Welcome to the PF. :smile:

So you are not allowed to use a linear voltage regulator at the output to smooth the DC? You have to achieve that ripple at 1Vdc output with only the rectification and output smoothing capacitor?

And what load current range is this supposed to meet the specs over? That makes a big difference in how you size your output components.
 
berkeman said:
Welcome to the PF. :smile:

So you are not allowed to use a linear voltage regulator at the output to smooth the DC? You have to achieve that ripple at 1Vdc output with only the rectification and output smoothing capacitor?

And what load current range is this supposed to meet the specs over? That makes a big difference in how you size your output components.
thanks very much.

my proff didn't prohibit using anything as long as we can achieve the specification. i don't actually know about a voltage regulator :D all the bridge rectifiers i saw in the book were just comprised of transformer diode capacitor and the load resistor, so i simply tried to copy that in Multism hoping it'd work.

my prof said that its up to us to decide the output current.

tnx
 
George317 said:
thanks very much.

my proff didn't prohibit using anything as long as we can achieve the specification. i don't actually know about a voltage regulator :D all the bridge rectifiers i saw in the book were just comprised of transformer diode capacitor and the load resistor, so i simply tried to copy that in Multism hoping it'd work.

my prof said that its up to us to decide the output current.

tnx
Try doing a Google Images search on LM317 Circuits, and take a look at what a typical circuit with an adjustable linear output regulator looks like. Then do some reading about that LM317 Adjustable Linear Voltage Regulator (and see is there is a model for it in your simulation package), and go from there...
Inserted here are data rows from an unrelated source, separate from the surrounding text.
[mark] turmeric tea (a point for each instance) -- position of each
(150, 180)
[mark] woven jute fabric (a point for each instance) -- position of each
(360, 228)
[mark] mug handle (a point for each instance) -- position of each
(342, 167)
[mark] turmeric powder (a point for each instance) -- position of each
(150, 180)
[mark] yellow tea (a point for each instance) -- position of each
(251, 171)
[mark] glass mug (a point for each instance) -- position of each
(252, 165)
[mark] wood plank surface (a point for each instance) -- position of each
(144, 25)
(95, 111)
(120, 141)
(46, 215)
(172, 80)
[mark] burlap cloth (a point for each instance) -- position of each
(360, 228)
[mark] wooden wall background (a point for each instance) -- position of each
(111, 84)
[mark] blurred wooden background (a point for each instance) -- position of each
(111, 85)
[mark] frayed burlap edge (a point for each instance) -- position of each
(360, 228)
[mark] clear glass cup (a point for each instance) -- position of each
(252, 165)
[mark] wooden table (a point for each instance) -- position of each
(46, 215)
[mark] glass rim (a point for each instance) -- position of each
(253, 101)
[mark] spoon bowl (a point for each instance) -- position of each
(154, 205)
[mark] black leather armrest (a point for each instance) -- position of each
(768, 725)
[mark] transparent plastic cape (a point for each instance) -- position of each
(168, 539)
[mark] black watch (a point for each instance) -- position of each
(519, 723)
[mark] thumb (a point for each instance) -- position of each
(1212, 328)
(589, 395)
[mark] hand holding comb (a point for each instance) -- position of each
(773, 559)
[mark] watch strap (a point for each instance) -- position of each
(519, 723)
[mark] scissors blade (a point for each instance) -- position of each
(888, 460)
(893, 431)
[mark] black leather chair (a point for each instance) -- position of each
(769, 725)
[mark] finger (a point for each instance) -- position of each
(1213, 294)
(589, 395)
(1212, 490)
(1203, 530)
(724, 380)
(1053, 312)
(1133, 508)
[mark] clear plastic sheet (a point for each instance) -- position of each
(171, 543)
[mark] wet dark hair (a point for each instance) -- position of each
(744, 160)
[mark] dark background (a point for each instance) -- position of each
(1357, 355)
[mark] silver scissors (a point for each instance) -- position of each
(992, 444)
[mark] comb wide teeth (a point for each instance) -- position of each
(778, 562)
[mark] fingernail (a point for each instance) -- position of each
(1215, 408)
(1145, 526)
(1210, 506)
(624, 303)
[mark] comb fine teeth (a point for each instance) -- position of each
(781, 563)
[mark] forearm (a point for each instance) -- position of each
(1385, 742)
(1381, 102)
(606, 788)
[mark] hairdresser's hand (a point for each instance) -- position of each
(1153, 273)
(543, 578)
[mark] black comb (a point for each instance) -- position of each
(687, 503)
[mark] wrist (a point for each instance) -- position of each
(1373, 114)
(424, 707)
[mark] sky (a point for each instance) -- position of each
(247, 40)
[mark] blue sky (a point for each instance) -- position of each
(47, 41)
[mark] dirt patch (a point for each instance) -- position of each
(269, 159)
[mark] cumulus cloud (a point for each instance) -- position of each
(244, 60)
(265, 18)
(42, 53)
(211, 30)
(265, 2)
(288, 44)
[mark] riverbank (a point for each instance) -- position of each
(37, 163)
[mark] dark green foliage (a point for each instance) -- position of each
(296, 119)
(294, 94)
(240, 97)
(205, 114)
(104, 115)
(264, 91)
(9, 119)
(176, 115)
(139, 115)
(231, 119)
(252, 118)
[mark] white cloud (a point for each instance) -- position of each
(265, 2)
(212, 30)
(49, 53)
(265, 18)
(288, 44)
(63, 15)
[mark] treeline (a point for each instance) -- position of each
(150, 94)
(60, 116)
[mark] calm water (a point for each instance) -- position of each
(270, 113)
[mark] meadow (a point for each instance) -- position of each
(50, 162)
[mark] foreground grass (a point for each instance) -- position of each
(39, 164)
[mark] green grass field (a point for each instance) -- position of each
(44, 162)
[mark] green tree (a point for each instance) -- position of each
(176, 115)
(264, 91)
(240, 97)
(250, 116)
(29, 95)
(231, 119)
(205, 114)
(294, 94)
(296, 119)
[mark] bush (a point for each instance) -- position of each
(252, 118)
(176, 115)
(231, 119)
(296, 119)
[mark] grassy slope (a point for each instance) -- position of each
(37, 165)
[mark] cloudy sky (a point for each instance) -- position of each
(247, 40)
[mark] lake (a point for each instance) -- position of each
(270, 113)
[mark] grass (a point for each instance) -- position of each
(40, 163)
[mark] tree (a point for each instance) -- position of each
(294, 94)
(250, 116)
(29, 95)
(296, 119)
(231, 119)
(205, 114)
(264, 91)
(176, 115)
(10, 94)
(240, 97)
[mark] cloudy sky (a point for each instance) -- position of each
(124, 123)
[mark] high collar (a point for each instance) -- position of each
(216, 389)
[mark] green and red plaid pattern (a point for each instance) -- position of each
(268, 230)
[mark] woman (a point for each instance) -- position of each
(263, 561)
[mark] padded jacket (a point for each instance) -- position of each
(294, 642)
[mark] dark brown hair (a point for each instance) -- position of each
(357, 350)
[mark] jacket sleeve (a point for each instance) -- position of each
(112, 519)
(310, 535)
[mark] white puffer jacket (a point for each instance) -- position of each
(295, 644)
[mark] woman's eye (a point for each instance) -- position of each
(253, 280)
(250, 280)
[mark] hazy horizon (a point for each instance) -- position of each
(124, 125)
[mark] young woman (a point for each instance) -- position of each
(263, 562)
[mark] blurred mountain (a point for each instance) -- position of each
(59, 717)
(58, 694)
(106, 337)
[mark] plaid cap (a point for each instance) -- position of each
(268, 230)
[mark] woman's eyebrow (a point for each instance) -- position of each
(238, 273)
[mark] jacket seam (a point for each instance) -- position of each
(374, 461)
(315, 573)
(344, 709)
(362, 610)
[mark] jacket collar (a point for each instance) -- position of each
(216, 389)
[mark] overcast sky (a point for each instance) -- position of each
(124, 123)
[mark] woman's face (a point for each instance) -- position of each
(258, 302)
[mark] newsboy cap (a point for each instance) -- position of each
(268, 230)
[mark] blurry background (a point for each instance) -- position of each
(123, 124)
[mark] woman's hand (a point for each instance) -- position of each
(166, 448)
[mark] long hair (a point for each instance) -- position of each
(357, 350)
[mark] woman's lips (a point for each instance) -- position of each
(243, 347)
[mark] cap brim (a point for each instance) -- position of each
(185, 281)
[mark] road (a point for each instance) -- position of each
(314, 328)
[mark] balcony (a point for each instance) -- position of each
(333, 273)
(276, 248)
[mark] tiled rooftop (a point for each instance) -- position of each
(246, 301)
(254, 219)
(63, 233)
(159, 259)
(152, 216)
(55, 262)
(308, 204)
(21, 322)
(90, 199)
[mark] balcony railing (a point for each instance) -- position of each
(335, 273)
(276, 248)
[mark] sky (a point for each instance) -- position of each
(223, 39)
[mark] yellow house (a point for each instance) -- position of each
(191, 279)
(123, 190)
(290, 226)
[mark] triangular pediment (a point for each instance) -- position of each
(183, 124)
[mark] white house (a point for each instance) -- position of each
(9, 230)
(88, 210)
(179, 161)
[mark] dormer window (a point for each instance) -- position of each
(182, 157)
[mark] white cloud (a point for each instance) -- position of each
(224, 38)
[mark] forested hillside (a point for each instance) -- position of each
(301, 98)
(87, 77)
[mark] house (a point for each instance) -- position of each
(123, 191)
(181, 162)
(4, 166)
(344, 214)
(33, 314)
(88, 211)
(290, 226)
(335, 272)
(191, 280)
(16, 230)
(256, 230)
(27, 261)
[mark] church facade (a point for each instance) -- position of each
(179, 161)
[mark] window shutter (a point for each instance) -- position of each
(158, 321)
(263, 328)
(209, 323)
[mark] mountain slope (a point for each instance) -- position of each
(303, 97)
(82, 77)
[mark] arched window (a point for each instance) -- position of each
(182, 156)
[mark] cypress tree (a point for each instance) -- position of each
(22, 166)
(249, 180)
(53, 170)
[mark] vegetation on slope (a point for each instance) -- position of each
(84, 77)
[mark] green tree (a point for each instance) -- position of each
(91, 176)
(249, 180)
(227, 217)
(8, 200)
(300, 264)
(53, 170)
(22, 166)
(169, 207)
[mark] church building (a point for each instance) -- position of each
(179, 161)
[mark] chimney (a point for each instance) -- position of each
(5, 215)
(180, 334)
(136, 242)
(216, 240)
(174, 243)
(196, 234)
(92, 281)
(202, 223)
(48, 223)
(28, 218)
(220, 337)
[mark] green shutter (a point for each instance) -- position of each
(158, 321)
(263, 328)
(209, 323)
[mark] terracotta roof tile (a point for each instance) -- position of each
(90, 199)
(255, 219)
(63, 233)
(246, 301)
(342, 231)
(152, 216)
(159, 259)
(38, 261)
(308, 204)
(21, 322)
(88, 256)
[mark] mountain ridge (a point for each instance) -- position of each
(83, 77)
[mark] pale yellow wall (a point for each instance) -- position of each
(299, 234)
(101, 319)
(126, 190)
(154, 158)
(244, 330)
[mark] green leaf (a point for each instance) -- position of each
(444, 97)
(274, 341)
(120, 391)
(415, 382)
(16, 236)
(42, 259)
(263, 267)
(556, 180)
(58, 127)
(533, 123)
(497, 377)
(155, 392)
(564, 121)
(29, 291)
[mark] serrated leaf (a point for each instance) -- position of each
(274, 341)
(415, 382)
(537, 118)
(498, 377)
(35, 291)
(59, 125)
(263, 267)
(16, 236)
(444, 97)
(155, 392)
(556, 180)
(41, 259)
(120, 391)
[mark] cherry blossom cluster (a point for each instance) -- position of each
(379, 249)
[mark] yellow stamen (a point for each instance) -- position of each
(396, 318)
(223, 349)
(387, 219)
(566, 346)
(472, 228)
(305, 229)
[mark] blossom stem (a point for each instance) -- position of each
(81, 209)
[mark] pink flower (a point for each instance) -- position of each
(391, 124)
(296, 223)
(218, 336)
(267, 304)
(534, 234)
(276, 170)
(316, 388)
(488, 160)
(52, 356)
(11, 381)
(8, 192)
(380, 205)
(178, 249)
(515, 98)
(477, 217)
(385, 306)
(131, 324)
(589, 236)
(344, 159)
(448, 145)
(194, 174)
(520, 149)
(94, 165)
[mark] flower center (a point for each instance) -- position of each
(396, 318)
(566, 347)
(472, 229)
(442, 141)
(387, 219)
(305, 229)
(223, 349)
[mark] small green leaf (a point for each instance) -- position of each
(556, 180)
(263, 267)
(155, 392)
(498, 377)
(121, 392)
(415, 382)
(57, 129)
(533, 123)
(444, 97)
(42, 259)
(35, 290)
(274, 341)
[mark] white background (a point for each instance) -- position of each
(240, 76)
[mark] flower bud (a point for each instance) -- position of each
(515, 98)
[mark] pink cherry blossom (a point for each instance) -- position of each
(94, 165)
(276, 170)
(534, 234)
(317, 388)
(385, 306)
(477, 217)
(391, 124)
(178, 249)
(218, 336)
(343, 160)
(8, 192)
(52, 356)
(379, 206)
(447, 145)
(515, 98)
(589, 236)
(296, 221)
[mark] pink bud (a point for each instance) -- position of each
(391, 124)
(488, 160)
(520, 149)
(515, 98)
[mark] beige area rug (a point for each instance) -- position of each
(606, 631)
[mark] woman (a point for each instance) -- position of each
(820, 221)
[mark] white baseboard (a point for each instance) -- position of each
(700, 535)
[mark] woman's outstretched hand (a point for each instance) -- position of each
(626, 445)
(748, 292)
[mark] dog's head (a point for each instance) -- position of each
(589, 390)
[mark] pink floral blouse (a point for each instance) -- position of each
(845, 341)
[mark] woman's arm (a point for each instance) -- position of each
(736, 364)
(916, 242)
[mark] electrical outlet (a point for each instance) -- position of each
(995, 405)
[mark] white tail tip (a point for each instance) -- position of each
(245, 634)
Show us what you come up with next :smile:
 
berkeman said:
Try doing a Google Images search on LM317 Circuits, and take a look at what a typical circuit with an adjustable linear output regulator looks like. Then do some reading about that LM317 Adjustable Linear Voltage Regulator (and see is there is a model for it in your simulation package), and go from there...

Show us what you come up with next :smile:
oh wow. it worked like a charm, i simply plugged it in and its giving me the output that i need. thanks so very much.

if i may ask though, I am curious to why i wasn't able to get my desired voltage when there's no voltage regulator. because i actually plugged in the values from an example in the book http://imgur.com/xTmz6bt and i was able to get his calculated output voltage even though i wasnt using any voltage regulator back then.

again thank you very much for your help.
 
George317 said:
if i may ask though, I am curious to why i wasn't able to get my desired voltage when there's no voltage regulator. because i actually plugged in the values from an example in the book http://imgur.com/xTmz6bt and i was able to get his calculated output voltage even though i wasnt using any voltage regulator back then.
You used a 10:1 transformer and a 220V supply, which produces a peak voltage of 31.1 V. The peak voltage after the bridge rectifier is 29.7 V. This will also be the maximum voltage of your supply. The capacitor can in no way reduce the voltage that the bridge rectifier outputs, it can only prop up the voltage when the output of the bridge rectifier is lower than that on the capacitor.
If you want a 1V supply with 5% ripple you want the voltage of your supply to be between 0.975 and 1.025 V, so the output of the bridge rectifier can't be more than 1.025V.

Real world power supplies will always have some kind of voltage regulation. You will still need to control the ripple before the input of the voltage regulator, because that will have a minimum input voltage.
 
George317 said:
0.05 = [ 1 / (120hz) (1000ohm) (C) ] (29.708) /1 V

Out of interest, what formula is this? I can't see the link clearly.